Chen Shanshan, Sun Xinxin
Department of Biostatistics, School of Population Health, Virginia Commonwealth University, Richmond, VA, USA.
R Soc Open Sci. 2024 May 29;11(5):231468. doi: 10.1098/rsos.231468. eCollection 2024 May.
Sleep-wake (SW) cycle detection is a key step for extracting temporal sleep metrics from actigraphy. Various supervised learning algorithms have been developed, yet their generalizability from sensor to sensor or study to study is questionable. In this paper, we detail and validate an unsupervised algorithm-CircaCP-for detecting SW cycles from actigraphy. It first uses a robust cosinor model to estimate circadian rhythm, then searches for a single change point (CP) within each circadian cycle. Using CircaCP, we estimated sleep/wake onset times (S/WOTs) from 2125 individuals' data in the MESA sleep study and compared the estimated S/WOTs against self-reported S/WOT event markers, using Bland-Altman analysis as well as variance component analysis.

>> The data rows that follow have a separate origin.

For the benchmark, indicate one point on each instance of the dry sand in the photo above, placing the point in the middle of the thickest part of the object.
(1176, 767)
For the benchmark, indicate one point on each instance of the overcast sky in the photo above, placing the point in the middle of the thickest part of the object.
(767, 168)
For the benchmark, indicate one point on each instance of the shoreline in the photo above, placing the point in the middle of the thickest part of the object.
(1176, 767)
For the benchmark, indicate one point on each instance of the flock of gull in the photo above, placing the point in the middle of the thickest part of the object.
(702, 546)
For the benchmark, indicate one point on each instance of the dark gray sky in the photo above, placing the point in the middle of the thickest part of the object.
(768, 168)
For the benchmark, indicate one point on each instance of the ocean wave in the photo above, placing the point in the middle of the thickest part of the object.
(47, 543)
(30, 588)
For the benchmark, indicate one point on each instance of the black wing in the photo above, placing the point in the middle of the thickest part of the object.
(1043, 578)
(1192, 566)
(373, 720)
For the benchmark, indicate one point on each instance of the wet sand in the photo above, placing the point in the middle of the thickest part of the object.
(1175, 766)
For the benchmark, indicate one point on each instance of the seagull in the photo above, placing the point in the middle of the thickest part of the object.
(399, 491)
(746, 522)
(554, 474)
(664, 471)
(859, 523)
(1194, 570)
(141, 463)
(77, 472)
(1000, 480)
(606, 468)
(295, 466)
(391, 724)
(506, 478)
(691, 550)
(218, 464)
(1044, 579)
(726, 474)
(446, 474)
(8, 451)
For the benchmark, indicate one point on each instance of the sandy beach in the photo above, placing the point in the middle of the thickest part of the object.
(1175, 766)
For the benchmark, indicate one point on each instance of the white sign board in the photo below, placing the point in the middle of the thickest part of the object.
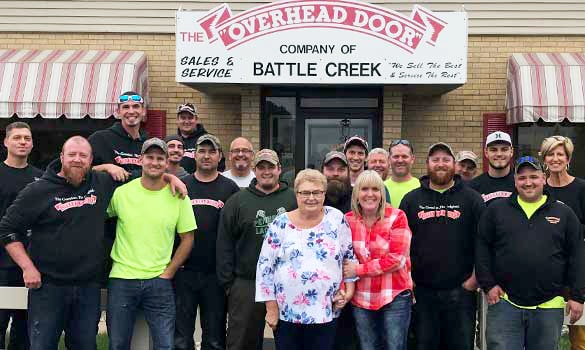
(321, 42)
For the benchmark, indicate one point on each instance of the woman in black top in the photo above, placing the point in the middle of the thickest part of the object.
(556, 152)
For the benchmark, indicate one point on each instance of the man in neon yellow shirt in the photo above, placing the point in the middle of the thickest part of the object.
(401, 181)
(148, 217)
(529, 248)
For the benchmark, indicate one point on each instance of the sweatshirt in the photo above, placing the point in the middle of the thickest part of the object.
(190, 146)
(67, 224)
(444, 227)
(242, 226)
(115, 146)
(531, 259)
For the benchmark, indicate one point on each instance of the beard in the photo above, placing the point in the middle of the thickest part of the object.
(336, 190)
(75, 175)
(442, 180)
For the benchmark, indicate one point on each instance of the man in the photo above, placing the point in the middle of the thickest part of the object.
(378, 161)
(65, 211)
(196, 283)
(176, 151)
(356, 151)
(148, 217)
(241, 154)
(443, 215)
(117, 149)
(401, 155)
(528, 249)
(189, 130)
(15, 174)
(498, 182)
(466, 165)
(243, 223)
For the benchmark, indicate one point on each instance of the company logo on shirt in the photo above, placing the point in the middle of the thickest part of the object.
(498, 194)
(209, 202)
(428, 212)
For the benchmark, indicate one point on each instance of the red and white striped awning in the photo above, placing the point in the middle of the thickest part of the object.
(70, 83)
(547, 86)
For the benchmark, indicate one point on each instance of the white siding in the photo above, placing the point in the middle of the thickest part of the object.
(534, 17)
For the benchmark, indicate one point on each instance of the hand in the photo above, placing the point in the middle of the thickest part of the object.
(32, 278)
(349, 269)
(494, 295)
(574, 310)
(117, 173)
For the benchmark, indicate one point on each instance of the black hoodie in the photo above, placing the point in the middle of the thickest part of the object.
(190, 146)
(531, 259)
(115, 146)
(242, 225)
(67, 224)
(444, 227)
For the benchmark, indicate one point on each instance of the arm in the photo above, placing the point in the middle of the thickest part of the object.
(180, 256)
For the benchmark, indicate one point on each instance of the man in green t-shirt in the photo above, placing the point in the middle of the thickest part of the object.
(528, 250)
(148, 217)
(401, 181)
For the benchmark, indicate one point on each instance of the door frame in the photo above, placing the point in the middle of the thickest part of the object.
(303, 113)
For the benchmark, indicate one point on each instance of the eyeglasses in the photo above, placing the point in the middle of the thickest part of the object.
(126, 98)
(308, 194)
(241, 150)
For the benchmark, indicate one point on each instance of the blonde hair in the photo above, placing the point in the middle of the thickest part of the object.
(550, 143)
(313, 176)
(368, 178)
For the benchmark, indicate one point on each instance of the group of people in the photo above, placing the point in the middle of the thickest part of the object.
(361, 254)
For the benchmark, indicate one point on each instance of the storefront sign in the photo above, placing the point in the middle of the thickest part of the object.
(321, 42)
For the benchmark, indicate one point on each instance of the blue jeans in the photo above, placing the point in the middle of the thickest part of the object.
(444, 317)
(155, 297)
(52, 306)
(511, 328)
(386, 328)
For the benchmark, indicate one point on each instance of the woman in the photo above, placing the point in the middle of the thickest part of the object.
(299, 272)
(381, 239)
(557, 152)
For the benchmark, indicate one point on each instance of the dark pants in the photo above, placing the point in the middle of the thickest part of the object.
(444, 317)
(347, 337)
(51, 307)
(246, 317)
(155, 297)
(198, 289)
(18, 329)
(510, 327)
(293, 336)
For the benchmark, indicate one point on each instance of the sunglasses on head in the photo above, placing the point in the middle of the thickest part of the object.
(127, 98)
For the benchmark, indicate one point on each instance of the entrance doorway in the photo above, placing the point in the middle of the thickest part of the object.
(303, 124)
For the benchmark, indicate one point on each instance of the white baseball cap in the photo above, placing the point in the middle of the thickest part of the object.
(498, 136)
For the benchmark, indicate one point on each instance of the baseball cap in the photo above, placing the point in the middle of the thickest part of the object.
(187, 107)
(440, 145)
(266, 155)
(210, 139)
(498, 136)
(528, 160)
(334, 155)
(154, 142)
(355, 140)
(466, 155)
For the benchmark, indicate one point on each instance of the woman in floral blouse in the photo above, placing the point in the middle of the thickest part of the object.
(381, 240)
(299, 274)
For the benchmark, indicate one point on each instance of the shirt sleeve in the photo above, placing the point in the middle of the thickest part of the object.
(266, 267)
(398, 253)
(186, 221)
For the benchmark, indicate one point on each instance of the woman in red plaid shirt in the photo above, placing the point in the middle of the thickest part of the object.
(381, 241)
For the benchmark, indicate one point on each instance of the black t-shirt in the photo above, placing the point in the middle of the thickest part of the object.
(207, 200)
(492, 188)
(572, 195)
(12, 181)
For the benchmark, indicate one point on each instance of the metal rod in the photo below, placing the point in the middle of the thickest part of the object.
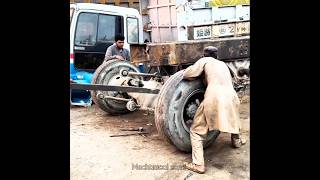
(143, 74)
(115, 98)
(101, 87)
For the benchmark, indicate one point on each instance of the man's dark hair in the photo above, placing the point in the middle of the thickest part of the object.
(119, 37)
(210, 51)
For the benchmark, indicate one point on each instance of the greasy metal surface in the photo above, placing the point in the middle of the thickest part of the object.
(102, 87)
(186, 52)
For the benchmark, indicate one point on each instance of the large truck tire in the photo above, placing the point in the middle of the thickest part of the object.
(105, 74)
(177, 103)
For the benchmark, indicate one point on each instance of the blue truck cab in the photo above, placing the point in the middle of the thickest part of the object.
(92, 30)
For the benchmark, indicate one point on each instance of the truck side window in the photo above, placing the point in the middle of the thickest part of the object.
(86, 30)
(133, 33)
(107, 27)
(71, 14)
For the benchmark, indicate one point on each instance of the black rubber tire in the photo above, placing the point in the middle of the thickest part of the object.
(103, 75)
(170, 107)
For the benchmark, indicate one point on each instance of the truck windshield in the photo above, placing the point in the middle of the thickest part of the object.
(71, 14)
(86, 31)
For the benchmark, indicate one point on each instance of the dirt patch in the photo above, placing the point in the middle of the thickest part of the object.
(96, 155)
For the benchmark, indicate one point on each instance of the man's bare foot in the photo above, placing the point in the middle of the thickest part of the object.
(194, 167)
(237, 140)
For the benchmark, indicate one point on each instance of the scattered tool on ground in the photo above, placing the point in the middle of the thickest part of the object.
(140, 131)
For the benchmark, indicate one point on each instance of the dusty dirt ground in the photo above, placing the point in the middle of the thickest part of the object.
(94, 155)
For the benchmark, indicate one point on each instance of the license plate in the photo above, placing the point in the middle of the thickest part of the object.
(202, 32)
(243, 28)
(223, 30)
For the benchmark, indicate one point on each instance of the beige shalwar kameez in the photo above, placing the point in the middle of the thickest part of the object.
(220, 108)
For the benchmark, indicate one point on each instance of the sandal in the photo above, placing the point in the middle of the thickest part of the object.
(193, 167)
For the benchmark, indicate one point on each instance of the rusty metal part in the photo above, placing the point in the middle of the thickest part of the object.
(102, 87)
(125, 73)
(137, 133)
(132, 106)
(140, 129)
(102, 96)
(188, 52)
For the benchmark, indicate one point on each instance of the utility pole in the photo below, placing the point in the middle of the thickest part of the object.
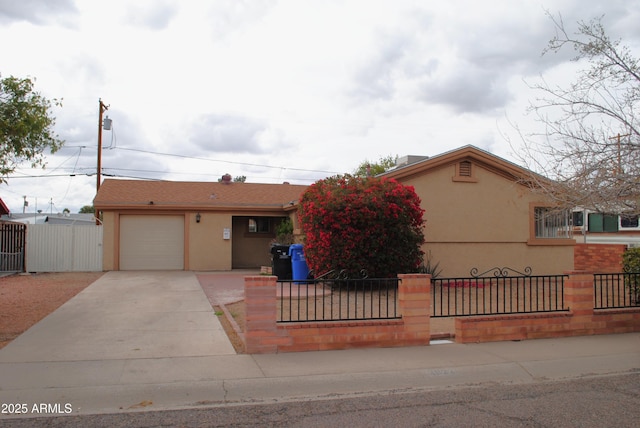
(102, 109)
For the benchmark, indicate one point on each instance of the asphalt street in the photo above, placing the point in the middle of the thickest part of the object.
(598, 401)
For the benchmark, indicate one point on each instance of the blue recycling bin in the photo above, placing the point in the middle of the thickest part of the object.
(299, 266)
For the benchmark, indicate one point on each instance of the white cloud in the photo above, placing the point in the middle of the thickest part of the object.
(289, 90)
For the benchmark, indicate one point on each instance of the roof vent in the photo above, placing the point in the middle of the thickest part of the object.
(409, 159)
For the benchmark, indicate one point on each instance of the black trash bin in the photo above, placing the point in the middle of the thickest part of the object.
(281, 261)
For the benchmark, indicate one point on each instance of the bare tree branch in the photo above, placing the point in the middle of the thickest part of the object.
(590, 145)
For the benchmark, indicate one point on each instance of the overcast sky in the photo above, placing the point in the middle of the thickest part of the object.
(278, 90)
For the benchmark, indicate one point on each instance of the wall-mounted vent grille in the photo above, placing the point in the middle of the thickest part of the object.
(465, 169)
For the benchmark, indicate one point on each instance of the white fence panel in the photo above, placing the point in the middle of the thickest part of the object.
(63, 248)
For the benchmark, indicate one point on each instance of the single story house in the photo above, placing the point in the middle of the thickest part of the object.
(480, 213)
(151, 225)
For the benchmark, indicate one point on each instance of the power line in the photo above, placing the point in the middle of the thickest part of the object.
(225, 161)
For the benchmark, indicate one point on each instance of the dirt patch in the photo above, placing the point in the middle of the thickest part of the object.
(26, 299)
(232, 318)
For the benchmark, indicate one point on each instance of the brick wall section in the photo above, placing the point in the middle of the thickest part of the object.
(264, 335)
(602, 258)
(580, 319)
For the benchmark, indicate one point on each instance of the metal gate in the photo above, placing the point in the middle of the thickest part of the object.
(64, 248)
(12, 242)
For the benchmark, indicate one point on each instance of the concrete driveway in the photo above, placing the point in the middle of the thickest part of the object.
(127, 315)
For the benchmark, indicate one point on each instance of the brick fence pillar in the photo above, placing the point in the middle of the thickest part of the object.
(414, 303)
(578, 295)
(261, 311)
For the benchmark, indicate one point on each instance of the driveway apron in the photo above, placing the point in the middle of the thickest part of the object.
(127, 315)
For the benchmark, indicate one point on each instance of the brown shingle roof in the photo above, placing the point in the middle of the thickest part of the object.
(190, 194)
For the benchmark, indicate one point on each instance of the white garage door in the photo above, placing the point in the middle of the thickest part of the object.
(151, 242)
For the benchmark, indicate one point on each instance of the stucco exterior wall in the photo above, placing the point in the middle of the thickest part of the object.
(108, 241)
(207, 248)
(482, 223)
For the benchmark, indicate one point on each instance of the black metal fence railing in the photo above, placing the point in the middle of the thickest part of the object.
(12, 244)
(340, 299)
(498, 294)
(616, 290)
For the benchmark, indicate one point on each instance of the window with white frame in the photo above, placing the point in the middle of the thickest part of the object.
(551, 223)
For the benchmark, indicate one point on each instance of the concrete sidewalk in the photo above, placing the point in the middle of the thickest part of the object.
(150, 341)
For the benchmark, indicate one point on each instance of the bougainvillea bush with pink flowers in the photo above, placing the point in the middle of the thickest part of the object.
(355, 223)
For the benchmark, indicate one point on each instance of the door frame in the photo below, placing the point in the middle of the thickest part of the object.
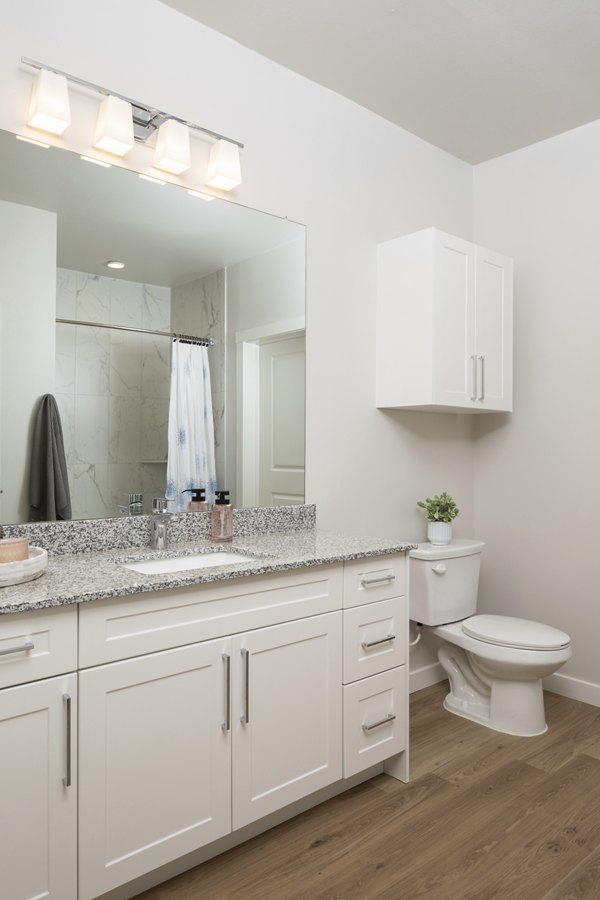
(248, 386)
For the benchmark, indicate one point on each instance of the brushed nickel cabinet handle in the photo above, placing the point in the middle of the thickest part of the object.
(366, 644)
(226, 726)
(245, 717)
(388, 718)
(67, 778)
(22, 648)
(473, 394)
(379, 579)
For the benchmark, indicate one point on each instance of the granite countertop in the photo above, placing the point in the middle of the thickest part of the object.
(79, 577)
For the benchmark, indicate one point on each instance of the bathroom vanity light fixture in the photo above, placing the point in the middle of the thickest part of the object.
(21, 137)
(123, 122)
(49, 109)
(114, 128)
(172, 152)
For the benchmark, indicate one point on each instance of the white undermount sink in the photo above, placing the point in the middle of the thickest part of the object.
(182, 563)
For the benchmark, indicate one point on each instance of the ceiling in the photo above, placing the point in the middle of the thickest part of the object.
(478, 78)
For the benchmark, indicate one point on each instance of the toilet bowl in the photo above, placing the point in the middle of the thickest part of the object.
(495, 664)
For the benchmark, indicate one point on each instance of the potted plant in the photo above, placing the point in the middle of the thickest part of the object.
(439, 513)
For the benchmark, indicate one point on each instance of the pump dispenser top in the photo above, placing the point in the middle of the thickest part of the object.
(221, 520)
(198, 502)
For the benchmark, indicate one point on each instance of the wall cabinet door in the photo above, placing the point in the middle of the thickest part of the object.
(287, 725)
(38, 790)
(444, 325)
(155, 762)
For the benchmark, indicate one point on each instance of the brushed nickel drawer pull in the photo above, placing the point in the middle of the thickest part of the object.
(245, 717)
(366, 644)
(22, 648)
(67, 778)
(226, 726)
(389, 718)
(380, 579)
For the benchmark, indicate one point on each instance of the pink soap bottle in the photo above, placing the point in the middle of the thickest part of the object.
(221, 518)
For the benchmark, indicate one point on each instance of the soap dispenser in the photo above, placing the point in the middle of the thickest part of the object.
(221, 518)
(198, 502)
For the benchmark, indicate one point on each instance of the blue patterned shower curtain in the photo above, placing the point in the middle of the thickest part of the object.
(191, 457)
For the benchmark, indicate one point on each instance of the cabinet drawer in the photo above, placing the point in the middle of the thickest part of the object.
(37, 644)
(375, 720)
(123, 627)
(374, 578)
(374, 638)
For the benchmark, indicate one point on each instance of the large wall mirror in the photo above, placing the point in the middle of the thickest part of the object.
(208, 269)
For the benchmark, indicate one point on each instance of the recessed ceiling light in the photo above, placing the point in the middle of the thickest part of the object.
(96, 162)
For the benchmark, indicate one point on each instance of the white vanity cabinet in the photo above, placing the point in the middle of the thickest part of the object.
(38, 760)
(444, 325)
(180, 746)
(196, 711)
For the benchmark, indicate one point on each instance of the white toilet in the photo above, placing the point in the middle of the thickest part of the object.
(495, 664)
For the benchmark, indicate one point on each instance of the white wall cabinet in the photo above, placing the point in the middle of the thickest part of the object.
(444, 325)
(38, 790)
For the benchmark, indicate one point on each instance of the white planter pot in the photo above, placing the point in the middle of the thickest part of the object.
(439, 532)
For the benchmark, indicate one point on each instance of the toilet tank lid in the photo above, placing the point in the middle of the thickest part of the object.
(508, 631)
(447, 551)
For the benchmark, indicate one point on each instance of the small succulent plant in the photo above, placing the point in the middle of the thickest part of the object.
(440, 508)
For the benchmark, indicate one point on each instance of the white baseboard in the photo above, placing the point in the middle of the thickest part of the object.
(426, 676)
(575, 688)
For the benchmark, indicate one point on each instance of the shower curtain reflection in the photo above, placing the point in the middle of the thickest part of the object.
(191, 446)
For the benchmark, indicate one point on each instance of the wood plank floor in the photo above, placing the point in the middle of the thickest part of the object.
(485, 816)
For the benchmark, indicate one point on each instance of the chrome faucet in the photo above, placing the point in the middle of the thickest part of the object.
(160, 522)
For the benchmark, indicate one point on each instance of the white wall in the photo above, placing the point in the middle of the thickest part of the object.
(537, 471)
(353, 178)
(27, 308)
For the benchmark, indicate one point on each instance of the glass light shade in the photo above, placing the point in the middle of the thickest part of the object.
(49, 109)
(172, 153)
(224, 166)
(114, 128)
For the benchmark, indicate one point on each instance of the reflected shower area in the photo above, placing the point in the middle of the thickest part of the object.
(214, 273)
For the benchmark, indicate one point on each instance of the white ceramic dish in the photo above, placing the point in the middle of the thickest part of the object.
(24, 569)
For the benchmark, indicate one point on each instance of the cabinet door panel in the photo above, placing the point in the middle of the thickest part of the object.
(38, 826)
(287, 714)
(493, 327)
(453, 323)
(154, 762)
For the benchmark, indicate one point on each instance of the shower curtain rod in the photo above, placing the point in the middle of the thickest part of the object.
(184, 338)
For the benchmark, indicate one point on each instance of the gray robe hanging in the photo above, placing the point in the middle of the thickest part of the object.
(49, 495)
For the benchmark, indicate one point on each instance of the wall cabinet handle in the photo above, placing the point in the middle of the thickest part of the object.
(67, 778)
(367, 581)
(389, 718)
(245, 717)
(366, 644)
(480, 379)
(22, 648)
(226, 726)
(473, 394)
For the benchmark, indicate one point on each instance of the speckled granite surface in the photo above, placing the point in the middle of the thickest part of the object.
(84, 535)
(80, 577)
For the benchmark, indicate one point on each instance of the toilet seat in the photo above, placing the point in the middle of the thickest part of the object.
(508, 631)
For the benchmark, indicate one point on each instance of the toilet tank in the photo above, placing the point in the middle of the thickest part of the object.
(443, 582)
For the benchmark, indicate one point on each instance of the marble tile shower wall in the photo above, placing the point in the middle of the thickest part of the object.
(112, 389)
(198, 308)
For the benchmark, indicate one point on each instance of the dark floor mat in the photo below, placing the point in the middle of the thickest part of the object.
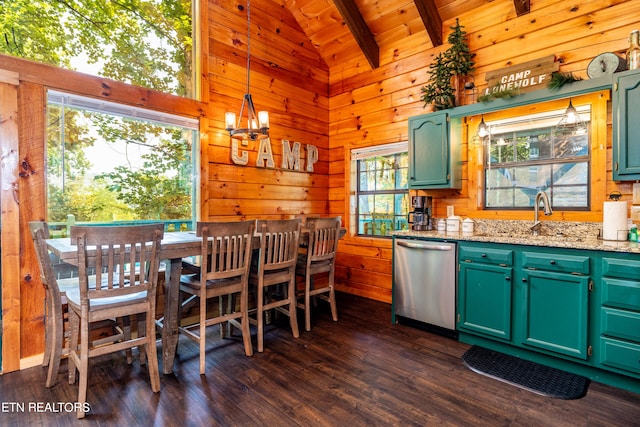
(525, 374)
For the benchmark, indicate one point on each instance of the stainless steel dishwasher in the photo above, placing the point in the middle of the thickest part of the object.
(424, 281)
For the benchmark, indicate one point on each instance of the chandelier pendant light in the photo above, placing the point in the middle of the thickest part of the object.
(571, 123)
(257, 124)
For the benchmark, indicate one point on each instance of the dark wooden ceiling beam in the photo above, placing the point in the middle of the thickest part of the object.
(522, 6)
(360, 30)
(431, 19)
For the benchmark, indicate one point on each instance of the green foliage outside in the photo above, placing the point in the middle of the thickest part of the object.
(145, 43)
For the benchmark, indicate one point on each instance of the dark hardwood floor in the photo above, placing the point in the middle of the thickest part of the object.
(359, 371)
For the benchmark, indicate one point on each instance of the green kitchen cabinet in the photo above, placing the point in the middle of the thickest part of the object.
(619, 326)
(485, 290)
(534, 298)
(573, 309)
(626, 126)
(433, 162)
(555, 315)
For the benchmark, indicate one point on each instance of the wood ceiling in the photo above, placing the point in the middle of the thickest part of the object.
(342, 29)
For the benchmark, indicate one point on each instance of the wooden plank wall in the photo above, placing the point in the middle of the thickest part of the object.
(369, 107)
(335, 108)
(289, 80)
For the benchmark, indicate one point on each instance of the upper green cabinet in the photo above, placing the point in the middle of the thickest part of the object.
(626, 126)
(433, 162)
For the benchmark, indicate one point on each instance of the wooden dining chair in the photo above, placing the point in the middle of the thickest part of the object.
(319, 257)
(56, 328)
(223, 272)
(273, 276)
(123, 262)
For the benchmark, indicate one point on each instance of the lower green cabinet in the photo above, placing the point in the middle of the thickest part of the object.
(573, 309)
(485, 302)
(534, 298)
(555, 315)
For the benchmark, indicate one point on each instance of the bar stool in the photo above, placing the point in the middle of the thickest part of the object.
(273, 275)
(319, 257)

On average, SOTs estimated by CircaCP were 3.6 min behind those reported by event markers, and WOTs by CircaCP were less than 1 min behind those reported by markers. These differences accounted for less than 0.2% variability in S/WOTs, considering other sources of between-subject variations. Rooted in first principles of human circadian rhythms, our algorithm transferred seamlessly from children's hip-worn ActiGraph data to ageing adults' wrist-worn Actiwatch data. The generalizability of our algorithm suggests that it can be widely applied to actigraphy collected by other sensors and studies.
睡眠-清醒(SW)周期检测是从活动记录仪中提取睡眠相关时间指标的关键步骤。目前已经开发了各种监督学习算法,但其在不同传感器或不同研究之间的通用性仍值得怀疑。在本文中,我们详细介绍并验证了一种用于从活动记录仪中检测SW周期的无监督算法——CircaCP。该算法首先使用一种稳健的余弦节律模型来估计昼夜节律,然后在每个昼夜周期内寻找单个变化点(CP)。我们使用CircaCP从MESA睡眠研究中2125名个体的数据中估计睡眠/清醒开始时间(S/WOTs),并使用布兰德-奥特曼分析以及方差成分分析将估计的S/WOTs与自我报告的S/WOT事件标记进行比较。平均而言,CircaCP估计的睡眠开始时间比事件标记报告的时间晚3.6分钟,CircaCP估计的清醒开始时间比标记报告的时间晚不到1分钟。考虑到个体间差异的其他来源,这些差异在S/WOTs中的变异性不到0.2%。基于人类昼夜节律的基本原理,我们的算法能够无缝地从儿童佩戴在臀部的ActiGraph数据转换到老年人佩戴在手腕的Actiwatch数据。我们算法的通用性表明它可以广泛应用于其他传感器收集的活动记录仪数据以及其他研究。